The Bayesian filter with SpamAssassin needs DB_File to work, but this is currently only pulled in with the berkdb USE flag. Without berkdb, DB_File is unavailable and SpamAssassin is untrainable.
What solution are you looking for?
DB_file is stated as optional in SpamAssassin's INSTALL file:
- DB_File (from CPAN, included in many distributions)
Used to store data on-disk, for the Bayes-style logic, TxRep, and
auto-whitelist. *Much* more efficient than the other standard Perl
database packages. Strongly recommended.
And it does state that you'll need it for "Bayes-style logic" (ie: training). However, training is not required to run SpamAssassin.
DB_File is perl's module for accessing berkdb.
DB_File is a module which allows Perl programs to make use of the facilities provided by Berkeley DB [...]
(virtual/perl-DB_File just requires that dev-lang/perl have USE="berkdb" set.)
Real problem is that USE=berkdb needs to be enabled on dev-lang/perl, or you need to use MySQL/PostgreSQL in order to have a Bayes DB.
I'm still not following what the issue or desired solution is.
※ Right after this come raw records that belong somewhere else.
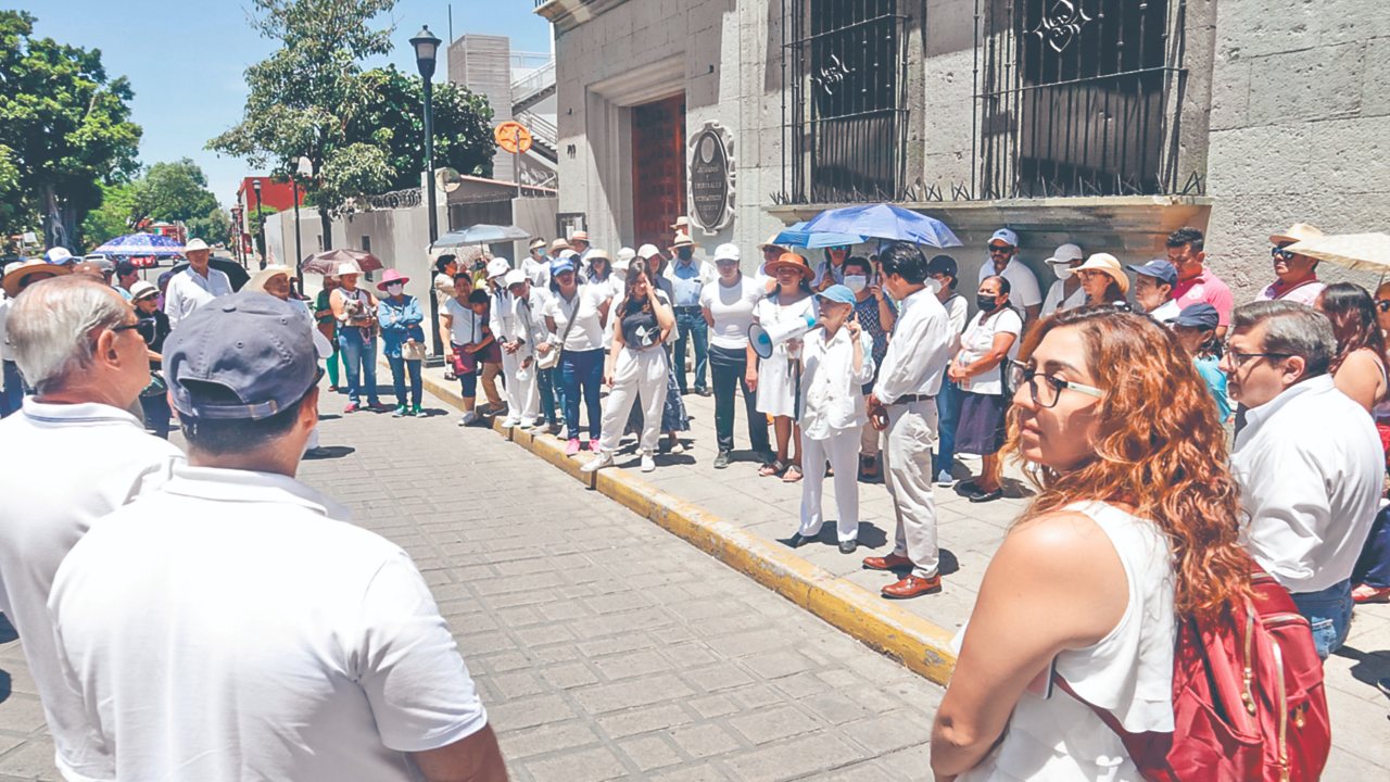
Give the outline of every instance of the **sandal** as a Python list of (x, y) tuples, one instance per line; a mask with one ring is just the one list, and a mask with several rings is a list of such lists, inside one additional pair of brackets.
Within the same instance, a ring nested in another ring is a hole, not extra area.
[(787, 465), (781, 463), (781, 459), (773, 459), (766, 465), (758, 468), (758, 474), (762, 477), (780, 476), (787, 472)]

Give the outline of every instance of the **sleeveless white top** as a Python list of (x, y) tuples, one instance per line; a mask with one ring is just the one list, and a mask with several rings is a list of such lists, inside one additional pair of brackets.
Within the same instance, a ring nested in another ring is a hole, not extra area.
[[(1066, 511), (1084, 513), (1109, 537), (1125, 565), (1129, 604), (1098, 643), (1058, 654), (1056, 672), (1126, 731), (1172, 732), (1176, 618), (1168, 541), (1152, 522), (1105, 502), (1076, 502)], [(1119, 736), (1059, 687), (1045, 700), (1026, 690), (999, 746), (959, 778), (986, 779), (1143, 781)]]

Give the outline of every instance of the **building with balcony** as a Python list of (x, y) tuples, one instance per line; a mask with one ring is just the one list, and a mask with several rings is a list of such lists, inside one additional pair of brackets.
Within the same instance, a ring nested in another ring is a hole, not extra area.
[[(1384, 225), (1390, 25), (1357, 0), (546, 0), (559, 212), (600, 246), (752, 252), (831, 206), (1126, 262), (1208, 231), (1238, 296), (1294, 221)], [(727, 177), (720, 185), (720, 174)], [(727, 192), (726, 192), (727, 191)], [(721, 207), (721, 209), (720, 209)], [(703, 213), (703, 214), (702, 214)], [(662, 244), (660, 246), (666, 246)]]

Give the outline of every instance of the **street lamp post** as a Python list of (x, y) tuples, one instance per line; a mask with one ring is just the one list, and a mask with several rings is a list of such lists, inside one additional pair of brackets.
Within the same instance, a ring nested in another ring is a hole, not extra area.
[(309, 177), (314, 173), (314, 164), (309, 161), (307, 157), (300, 157), (299, 163), (295, 164), (295, 175), (292, 181), (295, 182), (295, 276), (299, 277), (299, 294), (304, 294), (304, 248), (300, 246), (299, 239), (299, 178)]
[(265, 252), (270, 249), (265, 246), (265, 217), (260, 212), (260, 178), (252, 179), (252, 189), (256, 191), (256, 220), (260, 223), (261, 235), (261, 269), (265, 269)]
[[(434, 184), (434, 68), (439, 53), (441, 40), (430, 32), (430, 25), (420, 28), (420, 32), (410, 39), (410, 46), (416, 47), (416, 67), (420, 68), (420, 78), (425, 88), (425, 198), (430, 209), (430, 248), (434, 249), (435, 239), (439, 238), (439, 217), (435, 214), (435, 184)], [(431, 270), (432, 271), (432, 270)], [(427, 273), (428, 274), (428, 273)], [(434, 334), (434, 355), (443, 359), (443, 340), (439, 334), (439, 296), (430, 291), (430, 324)]]

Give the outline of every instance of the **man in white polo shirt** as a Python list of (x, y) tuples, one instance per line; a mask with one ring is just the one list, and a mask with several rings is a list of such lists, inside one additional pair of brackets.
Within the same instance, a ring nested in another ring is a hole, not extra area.
[[(986, 277), (1004, 277), (1009, 281), (1009, 302), (1023, 309), (1023, 333), (1037, 323), (1042, 312), (1042, 292), (1038, 278), (1017, 259), (1019, 235), (1008, 228), (999, 228), (990, 237), (990, 260), (980, 266), (980, 282)], [(1022, 342), (1022, 340), (1019, 340)]]
[(53, 576), (99, 519), (183, 458), (126, 412), (150, 381), (136, 321), (115, 289), (81, 276), (33, 284), (8, 320), (35, 395), (0, 422), (0, 611), (19, 630), (58, 754), (83, 776), (100, 778), (108, 758), (63, 680), (44, 608)]
[(170, 317), (170, 328), (193, 314), (197, 308), (232, 292), (232, 281), (227, 274), (208, 266), (213, 250), (203, 239), (189, 239), (183, 246), (188, 269), (170, 278), (164, 289), (164, 314)]
[(164, 345), (189, 466), (97, 523), (49, 597), (113, 754), (70, 778), (506, 779), (410, 557), (295, 480), (320, 377), (296, 306), (234, 294)]

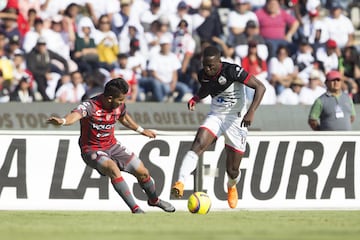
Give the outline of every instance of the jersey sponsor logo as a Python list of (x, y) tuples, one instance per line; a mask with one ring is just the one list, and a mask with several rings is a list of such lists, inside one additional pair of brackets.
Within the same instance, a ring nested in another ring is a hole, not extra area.
[(96, 112), (95, 112), (95, 114), (96, 114), (96, 116), (101, 116), (102, 114), (101, 114), (101, 110), (97, 110)]
[(227, 82), (227, 80), (226, 80), (226, 78), (225, 78), (224, 76), (220, 76), (220, 77), (218, 78), (218, 83), (219, 83), (220, 85), (224, 85), (226, 82)]
[(106, 152), (103, 152), (103, 151), (97, 151), (96, 153), (98, 156), (107, 156), (108, 155)]
[(223, 97), (218, 97), (218, 98), (216, 99), (216, 102), (218, 102), (218, 103), (223, 103), (223, 102), (225, 102), (225, 100), (224, 100)]
[(92, 124), (92, 128), (96, 130), (109, 130), (115, 127), (115, 124)]
[(241, 73), (244, 71), (244, 69), (241, 69), (240, 67), (236, 67), (236, 72), (238, 72), (238, 74), (236, 75), (237, 77), (240, 77)]
[(81, 115), (82, 115), (83, 117), (86, 117), (86, 115), (87, 115), (86, 103), (83, 103), (83, 104), (79, 105), (77, 109), (80, 110)]

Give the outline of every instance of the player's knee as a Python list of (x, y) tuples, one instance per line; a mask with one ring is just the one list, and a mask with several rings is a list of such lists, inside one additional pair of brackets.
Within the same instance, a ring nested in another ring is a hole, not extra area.
[(238, 169), (227, 169), (226, 173), (231, 179), (235, 179), (239, 176), (239, 170)]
If you want berkdb storage, you set berkdb (which then propagates +berkdb to dev-lang/perl via virtual/perl-DB_File, right?).
If you want SQL storage, you set of the SQL flags.
If you're the 1% that just wants downloaded rules -- there's nothing that needs to be stored, so you don't have to set any of them.
In my case my setup just broke after upgrading perl, because berkdb is now dropped. You could argue that that's my fault because of the berkdb flag change. I'll buy that, fact remains that the bayesian filter only works with berkdb (not gdbm) and that bayes support unexpectedly broke.
Perhaps something like USE=bayes on spamassassin could have a required use of one or more of berkdb and sql flags. I think the most important change is that by default it worked (because berkdb) and now it doesn't.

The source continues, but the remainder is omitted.